Sam Avey (February 5, 1895 – August 9, 1962) was an American businessman and sports promoter. Best known as the wrestling promoter of little big men, he is also credited for helping to create the Tulsa wrestling territory later used by the National Wrestling Alliance.

==Early life==
Sam Avey was born in Kingfisher, Oklahoma, on February 5, 1895. Prior to wrestling, Avey was a merchant in the family grocery, located in Cherryvale, Kansas. While growing up in Cherryvale, the community’s most prominent sports celebrity was Billy Sandow. Sandow was the manager of Ed “Strangler” Lewis, and Sandow was the catalyst for Avey’s interest in professional wrestling.

==Professional wrestling==
After serving in World War I, Avey returned to Cherryvale and was recruited by Sandow to embark upon a wrestling career. He started in wrestling by travelling as a referee. In his early years in wrestling, it was not uncommon that Avey was misspelled Avery. Later on, Avey was brought to Tulsa to promote the matches of Ed “Strangler” Lewis.

At the time, Oklahoma was a breeding ground for potential wrestlers. One of the wrestlers who caught Avey’s eyes was Leroy McGuirk, a grappler from Oklahoma A&M. McGuirk would eventually become a junior heavyweight champion, and wrestlers from all over the country came to Oklahoma.

After McGuirk was injured in auto accident, Avey gave him points in the company and named him the matchmaker. In September 1950, both men were appointed to Executive Positions in the National Wrestling Alliance. McGuirk was appointed as Second Vice-President while Avey was named the Treasurer due to his banking background.

==Hockey and Avey's Coliseum==
Sam Avey had other interests outside of wrestling. He helped reorganize the American Hockey Association following World War II and owned the Tulsa Oilers hockey club in the 1940s. At the time, the Oilers were affiliated with the United States Hockey League. In 1942, he acquired the Tulsa Coliseum for $185,000, and it was known affectionately as Avey's Coliseum. It regularly hosted prestigious political events and sporting events, such as ice hockey, boxing, and wrestling matches.

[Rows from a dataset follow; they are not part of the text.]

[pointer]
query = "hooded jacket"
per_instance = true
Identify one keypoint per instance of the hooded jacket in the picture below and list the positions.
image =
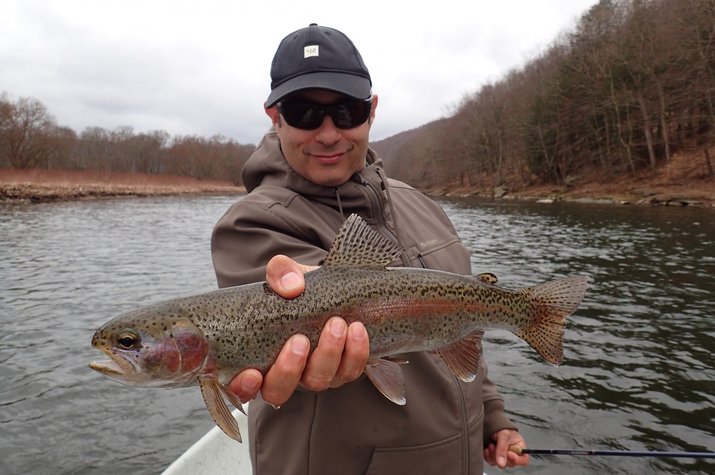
(354, 429)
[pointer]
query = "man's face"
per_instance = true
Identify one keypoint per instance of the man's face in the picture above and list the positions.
(326, 156)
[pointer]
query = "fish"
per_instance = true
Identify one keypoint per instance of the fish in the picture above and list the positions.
(208, 338)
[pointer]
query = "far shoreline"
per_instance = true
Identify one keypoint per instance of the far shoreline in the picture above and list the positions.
(41, 186)
(38, 186)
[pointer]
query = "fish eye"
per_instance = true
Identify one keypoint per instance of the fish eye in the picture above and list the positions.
(128, 341)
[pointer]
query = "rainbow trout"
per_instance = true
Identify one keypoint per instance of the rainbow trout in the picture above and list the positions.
(207, 339)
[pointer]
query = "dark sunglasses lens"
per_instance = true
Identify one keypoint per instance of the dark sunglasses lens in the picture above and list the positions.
(310, 116)
(351, 114)
(302, 116)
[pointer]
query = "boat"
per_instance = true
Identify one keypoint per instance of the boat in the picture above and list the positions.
(215, 454)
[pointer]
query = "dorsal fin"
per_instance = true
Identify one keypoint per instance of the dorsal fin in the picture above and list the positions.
(359, 245)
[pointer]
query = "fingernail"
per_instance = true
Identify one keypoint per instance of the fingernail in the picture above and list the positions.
(337, 327)
(299, 345)
(290, 281)
(357, 331)
(249, 385)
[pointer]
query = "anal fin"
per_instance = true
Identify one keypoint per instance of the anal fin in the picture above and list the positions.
(213, 397)
(387, 377)
(462, 356)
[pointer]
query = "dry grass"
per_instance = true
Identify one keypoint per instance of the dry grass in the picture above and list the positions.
(56, 185)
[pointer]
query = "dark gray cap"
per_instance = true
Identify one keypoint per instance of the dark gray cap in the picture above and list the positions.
(318, 57)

Avey also owned the radio station KAKC, and it broadcast from the Coliseum basement. On September 20, 1952, the building was burned to the ground after it was struck by lightning. The building’s wooden roof accelerated the fire.

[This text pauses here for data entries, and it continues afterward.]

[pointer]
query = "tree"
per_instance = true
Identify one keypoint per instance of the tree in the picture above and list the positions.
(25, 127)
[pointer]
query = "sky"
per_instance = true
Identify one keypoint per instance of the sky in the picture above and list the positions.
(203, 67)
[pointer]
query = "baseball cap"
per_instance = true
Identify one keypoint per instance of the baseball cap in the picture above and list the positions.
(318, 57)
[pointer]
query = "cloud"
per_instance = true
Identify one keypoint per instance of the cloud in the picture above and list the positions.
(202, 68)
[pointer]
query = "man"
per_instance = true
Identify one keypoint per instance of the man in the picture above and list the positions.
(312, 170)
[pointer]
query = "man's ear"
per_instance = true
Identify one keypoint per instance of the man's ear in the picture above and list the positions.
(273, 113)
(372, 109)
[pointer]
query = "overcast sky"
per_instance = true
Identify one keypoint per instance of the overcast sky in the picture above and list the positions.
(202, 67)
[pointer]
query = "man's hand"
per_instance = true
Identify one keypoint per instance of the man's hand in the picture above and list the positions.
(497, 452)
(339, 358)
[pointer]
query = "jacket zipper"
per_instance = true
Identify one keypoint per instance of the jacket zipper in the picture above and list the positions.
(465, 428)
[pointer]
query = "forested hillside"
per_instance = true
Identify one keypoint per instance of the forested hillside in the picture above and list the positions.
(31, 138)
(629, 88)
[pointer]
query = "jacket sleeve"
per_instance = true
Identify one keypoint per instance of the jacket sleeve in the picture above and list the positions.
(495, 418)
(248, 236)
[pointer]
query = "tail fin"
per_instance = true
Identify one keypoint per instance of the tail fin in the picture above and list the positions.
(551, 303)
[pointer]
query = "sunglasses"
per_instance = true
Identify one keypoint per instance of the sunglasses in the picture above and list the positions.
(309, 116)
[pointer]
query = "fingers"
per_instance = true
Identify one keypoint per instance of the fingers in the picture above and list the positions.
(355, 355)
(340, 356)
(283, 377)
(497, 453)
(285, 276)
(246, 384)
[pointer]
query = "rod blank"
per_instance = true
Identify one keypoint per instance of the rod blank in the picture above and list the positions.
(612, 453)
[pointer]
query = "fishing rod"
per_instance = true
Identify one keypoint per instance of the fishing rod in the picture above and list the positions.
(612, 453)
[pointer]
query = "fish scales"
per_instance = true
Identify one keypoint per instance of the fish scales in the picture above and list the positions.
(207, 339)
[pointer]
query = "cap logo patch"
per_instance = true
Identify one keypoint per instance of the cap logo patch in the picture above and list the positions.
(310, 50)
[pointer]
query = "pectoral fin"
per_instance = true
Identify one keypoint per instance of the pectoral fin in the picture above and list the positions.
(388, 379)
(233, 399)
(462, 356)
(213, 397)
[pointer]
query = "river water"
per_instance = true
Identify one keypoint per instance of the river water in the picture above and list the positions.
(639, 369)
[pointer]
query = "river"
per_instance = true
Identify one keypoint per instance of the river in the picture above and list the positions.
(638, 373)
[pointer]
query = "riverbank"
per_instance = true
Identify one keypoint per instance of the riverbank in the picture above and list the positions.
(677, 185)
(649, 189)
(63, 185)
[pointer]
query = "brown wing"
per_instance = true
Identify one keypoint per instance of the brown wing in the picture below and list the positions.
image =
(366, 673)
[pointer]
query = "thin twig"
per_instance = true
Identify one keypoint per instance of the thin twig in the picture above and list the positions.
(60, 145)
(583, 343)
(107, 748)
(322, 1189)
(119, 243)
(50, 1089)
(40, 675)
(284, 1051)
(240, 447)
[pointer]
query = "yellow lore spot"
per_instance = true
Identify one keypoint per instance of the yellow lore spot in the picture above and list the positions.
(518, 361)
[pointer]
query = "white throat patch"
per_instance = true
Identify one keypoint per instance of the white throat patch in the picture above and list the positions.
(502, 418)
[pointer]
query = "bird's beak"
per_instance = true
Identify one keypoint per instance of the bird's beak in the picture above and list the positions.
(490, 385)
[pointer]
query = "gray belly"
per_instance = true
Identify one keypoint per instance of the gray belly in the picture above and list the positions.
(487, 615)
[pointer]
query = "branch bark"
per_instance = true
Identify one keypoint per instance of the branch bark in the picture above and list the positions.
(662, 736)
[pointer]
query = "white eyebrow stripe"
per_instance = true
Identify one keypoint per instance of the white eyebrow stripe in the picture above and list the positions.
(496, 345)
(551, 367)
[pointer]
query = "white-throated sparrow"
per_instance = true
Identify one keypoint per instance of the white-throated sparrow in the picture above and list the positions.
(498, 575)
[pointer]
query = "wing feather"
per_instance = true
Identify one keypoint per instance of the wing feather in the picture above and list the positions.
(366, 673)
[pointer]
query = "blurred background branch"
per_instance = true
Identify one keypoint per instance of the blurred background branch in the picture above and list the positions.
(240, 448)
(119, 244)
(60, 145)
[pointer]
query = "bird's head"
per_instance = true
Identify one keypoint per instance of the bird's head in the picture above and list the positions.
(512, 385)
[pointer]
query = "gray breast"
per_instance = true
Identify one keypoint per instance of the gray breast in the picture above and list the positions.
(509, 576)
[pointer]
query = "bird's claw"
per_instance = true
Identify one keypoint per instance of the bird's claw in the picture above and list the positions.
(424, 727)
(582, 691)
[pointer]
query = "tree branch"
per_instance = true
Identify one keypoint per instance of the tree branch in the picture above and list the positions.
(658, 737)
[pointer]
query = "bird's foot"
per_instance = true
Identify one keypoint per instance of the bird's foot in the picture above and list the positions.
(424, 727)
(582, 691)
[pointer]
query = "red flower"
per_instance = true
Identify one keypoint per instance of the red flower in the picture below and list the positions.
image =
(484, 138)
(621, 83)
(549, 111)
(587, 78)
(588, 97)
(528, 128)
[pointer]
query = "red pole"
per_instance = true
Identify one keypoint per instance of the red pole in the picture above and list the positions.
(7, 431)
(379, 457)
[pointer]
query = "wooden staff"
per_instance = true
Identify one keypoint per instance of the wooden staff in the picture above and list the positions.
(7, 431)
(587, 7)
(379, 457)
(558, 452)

In January 1958, Avey sold out the wrestling promotion to McGuirk. He left to concentrate on his role as senior vice president with the Farmers and Merchants State Bank. He was still linked to the NWA and remained as Treasurer until August 1960.

==Charitable Work==
Avey was the director of the Tulsa Chamber of Commerce, president of the Rotary Club and was involved in numerous charities. Said charities included the annual Milk Fund wrestling spectacular every March and a celebrated Christmas party for children.

Part of Avey’s wrestling legacy is that he gave Tulsa a structured promotion, which McGuirk ran with great success. Avey died on August 9, 1962, the age of 67.